Ahead of facing the Lions at Eden Park on Wednesday, the former All Blacks captain’s past controversy became a matter of focus which he disregarded as being irrelevant.
“That was 12 years ago, if people can’t put it behind them I suppose they never will,” Umaga told the the assembled press, with Sonny Bill Williams sat beside him.
“It’s not about that time now. It’s about this group now and against the Lions and hopefully the memories they make that are positive ones – and we just move on from that.”
The citing commissioner at the time opted not to bring action against Umaga and Mealamu, and the centre later wrote in his autobiography that things had been escalated beyond what could be considered rational.
“I never went out to commit foul play: I didn’t punch guys on the ground or stomp on them. So I said, ‘Oh well, mate, we’ll just have to agree to disagree. I’m sorry for what happened to you but there was no intent in it; it was one of those unfortunate things that happen in rugby.“
The incident in the 2nd minute of the first Test left Lions captain O’Driscoll with a tour-ending shoulder injury requiring surgery. But the Ireland legend explained that after previous frosty conversations in the wake of the incident, he and Umaga did reach a middle ground at a function a few years ago.
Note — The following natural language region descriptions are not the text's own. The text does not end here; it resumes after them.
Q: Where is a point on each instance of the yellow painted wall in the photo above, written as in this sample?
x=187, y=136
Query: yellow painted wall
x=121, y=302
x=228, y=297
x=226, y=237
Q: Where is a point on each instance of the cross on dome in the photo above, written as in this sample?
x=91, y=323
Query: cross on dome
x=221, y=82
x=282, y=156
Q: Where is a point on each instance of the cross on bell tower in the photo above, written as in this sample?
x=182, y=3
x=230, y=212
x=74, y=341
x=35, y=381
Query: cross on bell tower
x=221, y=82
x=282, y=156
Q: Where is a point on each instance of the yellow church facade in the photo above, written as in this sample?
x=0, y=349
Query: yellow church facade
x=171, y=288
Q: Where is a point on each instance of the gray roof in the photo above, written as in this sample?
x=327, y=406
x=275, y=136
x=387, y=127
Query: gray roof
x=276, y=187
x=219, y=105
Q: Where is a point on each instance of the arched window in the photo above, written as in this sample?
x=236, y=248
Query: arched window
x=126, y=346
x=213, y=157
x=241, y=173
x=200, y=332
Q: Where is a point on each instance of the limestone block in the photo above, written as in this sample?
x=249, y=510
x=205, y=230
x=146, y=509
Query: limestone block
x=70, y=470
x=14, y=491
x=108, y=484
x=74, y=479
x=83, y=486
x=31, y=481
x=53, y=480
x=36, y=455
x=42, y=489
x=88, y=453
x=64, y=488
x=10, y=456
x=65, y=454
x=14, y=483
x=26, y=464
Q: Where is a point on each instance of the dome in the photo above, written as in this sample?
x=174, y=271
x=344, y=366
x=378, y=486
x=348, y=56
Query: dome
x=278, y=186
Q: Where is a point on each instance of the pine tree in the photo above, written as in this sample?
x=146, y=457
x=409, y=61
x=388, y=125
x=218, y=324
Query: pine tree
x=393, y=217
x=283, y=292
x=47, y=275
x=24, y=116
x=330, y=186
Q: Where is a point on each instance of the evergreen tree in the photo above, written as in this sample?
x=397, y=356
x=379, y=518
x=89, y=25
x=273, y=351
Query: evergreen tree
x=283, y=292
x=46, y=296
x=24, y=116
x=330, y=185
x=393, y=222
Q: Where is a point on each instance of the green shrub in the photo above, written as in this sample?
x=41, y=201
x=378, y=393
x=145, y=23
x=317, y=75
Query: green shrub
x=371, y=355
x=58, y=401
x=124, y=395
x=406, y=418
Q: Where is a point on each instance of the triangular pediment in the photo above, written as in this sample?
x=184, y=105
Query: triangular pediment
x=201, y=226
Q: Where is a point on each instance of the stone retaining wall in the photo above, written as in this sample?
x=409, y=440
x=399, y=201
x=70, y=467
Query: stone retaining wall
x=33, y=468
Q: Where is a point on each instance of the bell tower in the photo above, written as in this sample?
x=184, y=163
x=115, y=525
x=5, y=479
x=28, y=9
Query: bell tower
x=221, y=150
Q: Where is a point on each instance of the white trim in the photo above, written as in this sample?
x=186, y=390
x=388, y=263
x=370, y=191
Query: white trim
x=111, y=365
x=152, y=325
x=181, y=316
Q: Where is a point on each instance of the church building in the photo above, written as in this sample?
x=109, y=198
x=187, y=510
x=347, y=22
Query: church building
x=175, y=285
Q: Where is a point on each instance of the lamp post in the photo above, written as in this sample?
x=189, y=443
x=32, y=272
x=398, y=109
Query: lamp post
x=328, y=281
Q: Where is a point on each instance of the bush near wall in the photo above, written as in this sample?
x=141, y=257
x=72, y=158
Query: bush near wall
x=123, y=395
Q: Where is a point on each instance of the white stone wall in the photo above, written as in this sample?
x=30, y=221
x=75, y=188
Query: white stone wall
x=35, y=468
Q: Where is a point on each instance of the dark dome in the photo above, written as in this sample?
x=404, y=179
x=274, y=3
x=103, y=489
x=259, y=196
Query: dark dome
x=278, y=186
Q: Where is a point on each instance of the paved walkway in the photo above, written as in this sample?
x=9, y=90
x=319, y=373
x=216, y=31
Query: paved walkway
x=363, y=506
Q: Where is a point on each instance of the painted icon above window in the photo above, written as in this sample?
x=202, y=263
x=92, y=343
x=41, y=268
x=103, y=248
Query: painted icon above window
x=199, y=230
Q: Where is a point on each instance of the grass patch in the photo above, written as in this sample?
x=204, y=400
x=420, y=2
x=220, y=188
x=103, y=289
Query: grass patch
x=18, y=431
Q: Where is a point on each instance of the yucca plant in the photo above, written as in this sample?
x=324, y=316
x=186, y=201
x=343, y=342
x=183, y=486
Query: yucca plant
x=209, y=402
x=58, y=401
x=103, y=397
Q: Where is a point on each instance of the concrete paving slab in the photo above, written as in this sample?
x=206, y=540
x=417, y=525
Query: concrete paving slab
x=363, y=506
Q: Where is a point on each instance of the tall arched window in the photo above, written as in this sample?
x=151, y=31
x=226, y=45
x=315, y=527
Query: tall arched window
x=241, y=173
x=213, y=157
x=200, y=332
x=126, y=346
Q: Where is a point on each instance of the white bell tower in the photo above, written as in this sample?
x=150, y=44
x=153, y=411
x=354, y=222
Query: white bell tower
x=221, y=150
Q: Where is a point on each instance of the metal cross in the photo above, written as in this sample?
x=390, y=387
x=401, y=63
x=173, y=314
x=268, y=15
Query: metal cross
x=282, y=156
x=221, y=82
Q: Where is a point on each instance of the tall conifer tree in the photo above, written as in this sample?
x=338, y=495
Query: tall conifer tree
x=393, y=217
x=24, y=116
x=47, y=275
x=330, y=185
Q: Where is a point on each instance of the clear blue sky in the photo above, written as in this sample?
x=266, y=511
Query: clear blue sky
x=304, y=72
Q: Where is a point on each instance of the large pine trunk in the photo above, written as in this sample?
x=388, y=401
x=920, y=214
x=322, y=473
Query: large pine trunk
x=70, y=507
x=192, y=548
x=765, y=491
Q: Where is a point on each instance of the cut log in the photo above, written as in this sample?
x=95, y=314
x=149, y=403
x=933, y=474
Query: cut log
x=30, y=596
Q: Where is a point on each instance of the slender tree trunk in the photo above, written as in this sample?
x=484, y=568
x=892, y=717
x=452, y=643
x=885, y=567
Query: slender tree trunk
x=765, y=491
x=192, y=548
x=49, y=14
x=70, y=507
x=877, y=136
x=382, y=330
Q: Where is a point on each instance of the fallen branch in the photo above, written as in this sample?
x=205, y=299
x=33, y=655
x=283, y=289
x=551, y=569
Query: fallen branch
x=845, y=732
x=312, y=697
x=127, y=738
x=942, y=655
“I thought, ‘Maybe, this is the time when you need to be the bigger man and go over and shake hands’, O’Driscoll told The Telegraph.
“I went over to him and did just that. We chatted for a while and that was the end of it.”
After side-stepping the issue to keep the attention on 2017 rather than 2005, Umaga urged his players to grasp the opportunity to impress after the Lions’ faltered in their tour opener against the Provincial Barbarians, having to work hard for a 13-7 victory.
“We’ve talked about that, the media has got on the back of the Lions,” said Umaga.
“But that’s what happens, especially with a juggernaut like that. There’s big expectation for them but we’ve got big expectation on ourselves too. They will want a more polished performance but we just have to keep the pressure on them.
“It’s a great opportunity and for our guys to be involved in something pretty special.”